The headhunter in question is Roger Brown (Aksel Hennie) who, as he keeps telling us, is only 1.68 m, and has a serious case of short-man syndrome. He's convinced his beautiful, tall girlfriend Diana (Synnøve Macody Lund) will leave him for a taller man and to compensate, lives in a house he can't afford and buys her trinkets that are pricey enough to give his bank manager a heart attack. To supplement his income, he has a little burglary racket going: whenever he interviews someone for a job (and these jobs are usually CEOs for multinational companies), he subtly gets the candidate to reveal whether they have any expensive art, whether the wife/cleaner will be at home and which alarm system they use.
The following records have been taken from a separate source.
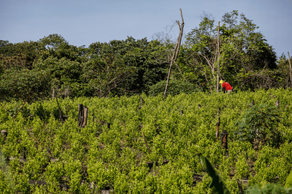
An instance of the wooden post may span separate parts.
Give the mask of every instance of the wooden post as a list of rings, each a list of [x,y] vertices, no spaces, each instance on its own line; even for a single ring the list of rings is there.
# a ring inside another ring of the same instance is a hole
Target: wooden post
[[[217,93],[219,91],[219,29],[220,26],[220,22],[218,21],[218,36],[217,38],[217,50],[218,51],[218,58],[217,59],[217,89],[216,90]]]
[[[168,88],[168,84],[169,82],[169,78],[170,77],[170,73],[171,71],[171,67],[173,64],[173,61],[175,61],[176,60],[178,55],[178,52],[180,51],[180,42],[181,42],[182,37],[182,30],[183,29],[183,26],[185,25],[185,23],[183,22],[183,18],[182,18],[182,13],[181,9],[180,9],[180,16],[182,17],[182,24],[181,27],[180,26],[179,23],[178,22],[178,26],[180,27],[180,35],[178,37],[178,41],[176,43],[175,47],[174,48],[174,50],[173,50],[173,53],[172,55],[172,57],[171,58],[171,61],[170,63],[170,66],[169,66],[169,70],[168,72],[168,76],[167,76],[167,80],[166,82],[166,86],[165,86],[165,90],[164,91],[164,93],[163,94],[163,96],[166,97],[166,93],[167,92],[167,89]]]
[[[280,108],[280,102],[279,100],[276,100],[275,101],[275,105],[278,107],[278,108]]]
[[[24,159],[26,159],[26,156],[25,156],[25,147],[23,148],[23,152],[22,154],[22,158]]]
[[[241,184],[239,181],[239,179],[237,179],[236,181],[237,182],[237,186],[238,186],[238,188],[239,189],[239,192],[238,194],[243,194],[243,191],[242,191],[242,187],[241,186]]]
[[[289,75],[290,75],[290,87],[292,87],[292,70],[291,70],[291,62],[290,61],[290,56],[289,56],[289,52],[288,52],[288,59],[289,60],[289,66],[290,68],[289,69],[289,72],[290,72],[290,74]]]
[[[1,134],[4,138],[4,141],[6,141],[6,137],[7,137],[7,131],[6,131],[6,130],[3,129],[1,131]]]
[[[219,110],[218,112],[218,121],[216,123],[216,133],[215,134],[215,135],[216,137],[216,139],[217,140],[218,139],[218,137],[219,136],[219,127],[220,126],[220,111],[221,110],[221,108],[219,108]]]
[[[88,113],[88,108],[86,106],[83,107],[84,110],[84,119],[83,121],[83,124],[82,125],[82,127],[84,128],[86,126],[86,124],[87,123],[87,114]]]
[[[144,135],[144,132],[143,133],[143,138],[144,138],[144,141],[145,142],[145,144],[146,144],[146,147],[147,147],[147,148],[148,149],[148,150],[149,151],[149,152],[150,154],[151,154],[151,150],[150,150],[150,149],[149,148],[149,146],[148,146],[148,144],[147,143],[147,141],[146,141],[146,139],[145,139],[145,136]]]
[[[140,97],[140,100],[141,102],[141,107],[142,107],[143,106],[143,103],[144,103],[144,100],[143,100],[143,99],[142,98],[142,97],[140,95],[139,95],[139,97]],[[140,107],[140,108],[141,107]]]
[[[222,131],[222,133],[221,133],[221,137],[220,138],[220,140],[221,140],[222,142],[222,147],[225,149],[226,149],[228,148],[227,144],[227,137],[228,136],[228,133],[227,131],[226,130],[223,130]]]
[[[62,110],[60,108],[60,106],[59,105],[59,103],[58,102],[58,98],[57,97],[57,95],[58,93],[56,92],[56,100],[57,100],[57,103],[58,104],[58,107],[59,108],[59,114],[60,116],[60,121],[62,122],[62,123],[64,122],[64,120],[63,119],[63,115],[62,113]]]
His buddy Ove, who works at one of the alarm companies, then disables the alarm for a few minutes, allowing Roger to go inside and steal the art, replacing it with a fake. Ove nips over to Sweden to sell it on the black market and everyone wins.
But Roger soon meets his match in the form of Clas Greve (Nikolaj Coster-Waldau), a tall, handsome Dutchman whom Roger wants to place in the top spot at the company of one of his clients. He may also be sleeping with Diana--oh, and it seems there may also be a temptingly valuable Rubens painting lurking in Clas's aunt's flat. It should be a simple snatch-and-grab operation for Roger but things soon spiral out of control and he is forced to go on the run, wondering if he can trust anyone in his life.
Headhunters is hard-going and it's very violent but it is also pretty funny, or at least darkly comic. There is a lot of blood and gore and bashed-in faces, but there are lighter moments, including a disgusting but also rather funny (odd) scene that, echoing my earlier reading material, was a little too scatological (I'm not sure if it was worse in the book or the film; both were pretty bad). Equally, there are two obese twin policemen, who reminded me a lot of Thompson and Thomson, who add some levity to the film. The plot is as twisty as some of those mountain back roads shown in the film. Having read the book, I knew what was coming but I can imagine that some might find it a little too convoluted. The other problem is that none of the characters is remotely sympathetic; Roger, the anti-hero, is arrogant, greedy, selfish and insecure and for much of the film, I didn't really want him to have a happy ending. Not that I was rooting for anyone else either. Still, the unlikable characters annoyed me less in the film than the book; maybe this is because I only had to put up with them for 1h40 in the film, or maybe the book's first-person narration by Roger was too much for me.
Overall, Headhunters is a slick, fast-paced and clever thriller. It isn't for the faint-hearted--or those who are about to eat--but I thought the blackly-comic and quirky scenes brought a nice balance to the ambition, gore and violence.